(KRON) — “Why not use the supply that we already have, you know?” said Pat Cochran. “If you’re going to have this many empty homes, we gotta use what we already have.”
Cochran is the campaign coordinator for the Empty Homes Tax, a tax measure aimed to encourage investors to rent out their vacant units they would otherwise hold until the market value increases. He says the campaign collected nearly 14,000 signatures, well above the 9,000 needed to appear before voters in November.
“We finished nearly a month early, so we were able to get all the signatures we needed within a 15 week period,” Cochran said.
Supervisor Dean Preston, who supports the tax measure, says that if approved, the tax could make 4,500 vacant units available over a two-year period.
“It’s heartbreaking to see perfectly good homes being held vacant while we have a huge crisis on affordable housing and huge crisis on homelessness in the city,” Preston said. “It’s just such a big disconnect there, so what this will do is it will just change that business practice that a lot of those businesses use of emptying out buildings and then just holding them vacant. Now they would pay per unit annually if they do that.”

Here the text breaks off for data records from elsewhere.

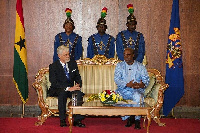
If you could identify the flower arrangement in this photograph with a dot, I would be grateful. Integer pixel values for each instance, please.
(106, 97)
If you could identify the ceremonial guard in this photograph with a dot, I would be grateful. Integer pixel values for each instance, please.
(68, 38)
(101, 43)
(130, 38)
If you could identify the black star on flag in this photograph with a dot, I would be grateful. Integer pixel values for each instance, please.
(21, 43)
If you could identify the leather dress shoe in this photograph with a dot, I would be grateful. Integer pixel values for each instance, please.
(130, 121)
(137, 124)
(63, 123)
(78, 124)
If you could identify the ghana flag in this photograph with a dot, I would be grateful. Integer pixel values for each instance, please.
(20, 69)
(174, 66)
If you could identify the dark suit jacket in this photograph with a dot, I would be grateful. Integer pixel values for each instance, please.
(58, 78)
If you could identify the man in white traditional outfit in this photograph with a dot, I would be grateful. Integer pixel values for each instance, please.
(131, 78)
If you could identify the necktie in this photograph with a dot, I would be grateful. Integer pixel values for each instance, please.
(66, 72)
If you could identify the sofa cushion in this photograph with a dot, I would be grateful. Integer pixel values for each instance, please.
(154, 93)
(152, 82)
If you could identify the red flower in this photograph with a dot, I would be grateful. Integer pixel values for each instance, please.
(105, 9)
(68, 9)
(129, 5)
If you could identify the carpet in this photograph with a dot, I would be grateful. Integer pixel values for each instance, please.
(96, 125)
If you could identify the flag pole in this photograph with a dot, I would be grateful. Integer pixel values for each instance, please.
(23, 110)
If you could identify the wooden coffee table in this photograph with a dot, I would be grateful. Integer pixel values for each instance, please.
(96, 108)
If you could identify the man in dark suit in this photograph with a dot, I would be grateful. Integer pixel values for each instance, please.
(62, 75)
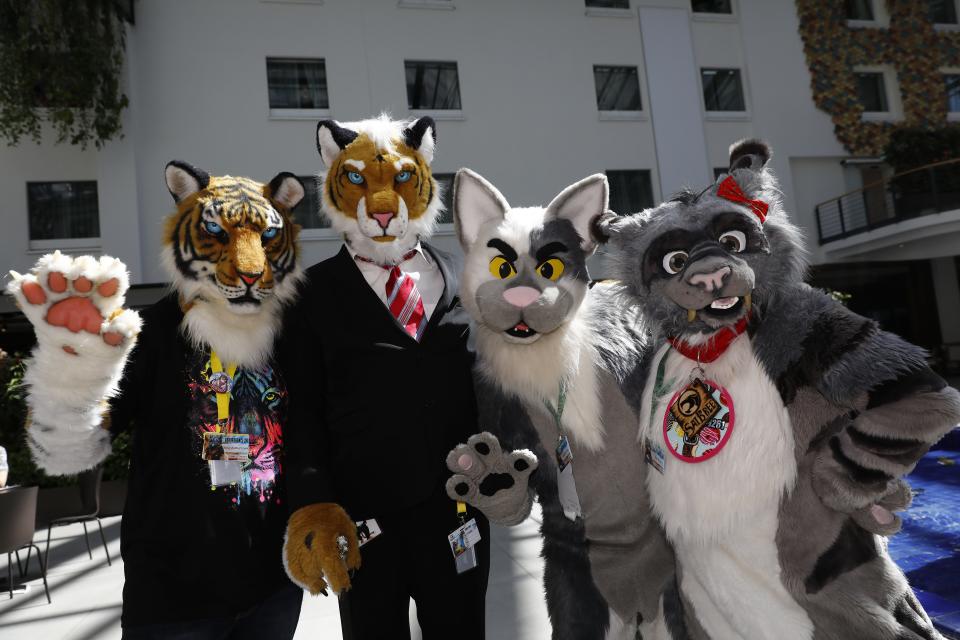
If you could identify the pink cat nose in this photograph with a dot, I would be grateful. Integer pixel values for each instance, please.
(710, 281)
(383, 219)
(521, 296)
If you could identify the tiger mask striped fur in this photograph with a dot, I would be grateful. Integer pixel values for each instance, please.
(378, 188)
(231, 251)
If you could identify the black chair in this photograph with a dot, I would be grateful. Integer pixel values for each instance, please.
(89, 485)
(18, 513)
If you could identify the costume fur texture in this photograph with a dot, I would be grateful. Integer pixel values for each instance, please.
(378, 189)
(538, 325)
(779, 535)
(379, 192)
(311, 548)
(84, 335)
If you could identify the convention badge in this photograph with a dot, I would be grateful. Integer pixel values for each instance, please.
(225, 472)
(367, 530)
(221, 382)
(462, 541)
(654, 455)
(698, 421)
(564, 453)
(226, 446)
(567, 493)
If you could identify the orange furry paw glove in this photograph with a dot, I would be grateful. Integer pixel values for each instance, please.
(321, 540)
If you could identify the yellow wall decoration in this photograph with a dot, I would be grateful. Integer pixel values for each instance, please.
(910, 44)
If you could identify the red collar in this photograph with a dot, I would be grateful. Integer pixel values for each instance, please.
(715, 346)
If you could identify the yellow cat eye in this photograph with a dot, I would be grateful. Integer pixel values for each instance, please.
(502, 269)
(551, 269)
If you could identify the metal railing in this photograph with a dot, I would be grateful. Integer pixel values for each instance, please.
(933, 188)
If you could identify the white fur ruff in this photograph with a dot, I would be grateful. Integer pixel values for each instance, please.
(721, 515)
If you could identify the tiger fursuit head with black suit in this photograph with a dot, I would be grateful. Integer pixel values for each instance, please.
(378, 190)
(780, 424)
(230, 251)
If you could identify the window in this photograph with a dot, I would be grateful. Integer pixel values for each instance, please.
(307, 212)
(952, 82)
(712, 6)
(63, 210)
(722, 90)
(432, 85)
(608, 4)
(445, 180)
(297, 84)
(618, 88)
(943, 11)
(630, 190)
(872, 91)
(859, 10)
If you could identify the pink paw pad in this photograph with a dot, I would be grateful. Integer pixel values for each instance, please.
(57, 282)
(113, 338)
(33, 292)
(76, 314)
(83, 285)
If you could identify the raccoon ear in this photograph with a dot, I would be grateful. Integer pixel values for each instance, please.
(286, 189)
(184, 179)
(582, 203)
(753, 154)
(421, 134)
(332, 139)
(475, 202)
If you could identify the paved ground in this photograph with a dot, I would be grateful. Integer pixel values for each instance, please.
(87, 593)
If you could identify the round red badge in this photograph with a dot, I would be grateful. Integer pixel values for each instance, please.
(698, 421)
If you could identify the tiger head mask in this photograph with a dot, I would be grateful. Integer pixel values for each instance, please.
(232, 241)
(378, 189)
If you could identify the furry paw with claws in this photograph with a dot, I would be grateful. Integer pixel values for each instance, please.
(76, 304)
(491, 480)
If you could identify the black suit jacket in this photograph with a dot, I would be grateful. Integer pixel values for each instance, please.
(372, 412)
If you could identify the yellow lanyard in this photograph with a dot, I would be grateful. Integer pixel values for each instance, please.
(223, 399)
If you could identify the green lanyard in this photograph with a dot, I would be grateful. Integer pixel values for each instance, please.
(557, 412)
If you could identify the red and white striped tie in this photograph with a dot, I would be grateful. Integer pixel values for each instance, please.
(403, 297)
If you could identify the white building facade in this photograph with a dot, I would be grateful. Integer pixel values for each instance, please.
(548, 91)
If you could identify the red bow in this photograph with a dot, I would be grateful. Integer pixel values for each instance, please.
(730, 190)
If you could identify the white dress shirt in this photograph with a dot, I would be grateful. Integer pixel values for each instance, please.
(421, 267)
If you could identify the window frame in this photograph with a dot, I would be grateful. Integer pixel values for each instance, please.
(881, 17)
(620, 114)
(436, 113)
(949, 26)
(726, 114)
(894, 112)
(47, 244)
(284, 113)
(650, 181)
(704, 16)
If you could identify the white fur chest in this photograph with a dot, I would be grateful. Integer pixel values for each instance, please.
(722, 514)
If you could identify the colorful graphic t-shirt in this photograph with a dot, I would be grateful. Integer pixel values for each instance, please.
(258, 402)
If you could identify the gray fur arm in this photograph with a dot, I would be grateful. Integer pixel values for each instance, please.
(891, 426)
(492, 480)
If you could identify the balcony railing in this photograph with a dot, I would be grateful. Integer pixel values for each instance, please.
(918, 192)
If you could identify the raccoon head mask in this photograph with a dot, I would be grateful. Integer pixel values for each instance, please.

Preston says there are nearly 40,000 vacant homes in San Francisco. While some are listed for sale or rent, January’s analyst’s report found that nearly 8,000 empty homes were those that were sold but not occupied. Preston says most of those are investment properties, owned by investors waiting for the market to increase.
In the first year, the proposed tax would range from $2,500 to $5,000 depending on the size of the unit. The tax would increase each year, reaching a maximum of $20,000.
Preston says the tax is projected to generate more than $38 million in annual revenue.
“The tax revenue would be split 50/50 for two purposes,” Preston said. “One is for rent subsidies for seniors and low income families, so that would be half the money. The other half of the money would go into a fund which the city could use to purchase vacant buildings and make them into affordable housing.”
Owners of vacant homes in buildings with three or more units would be subject to the tax if a unit had been vacant for more than 182 days. Single family homes and duplexes would be exempt.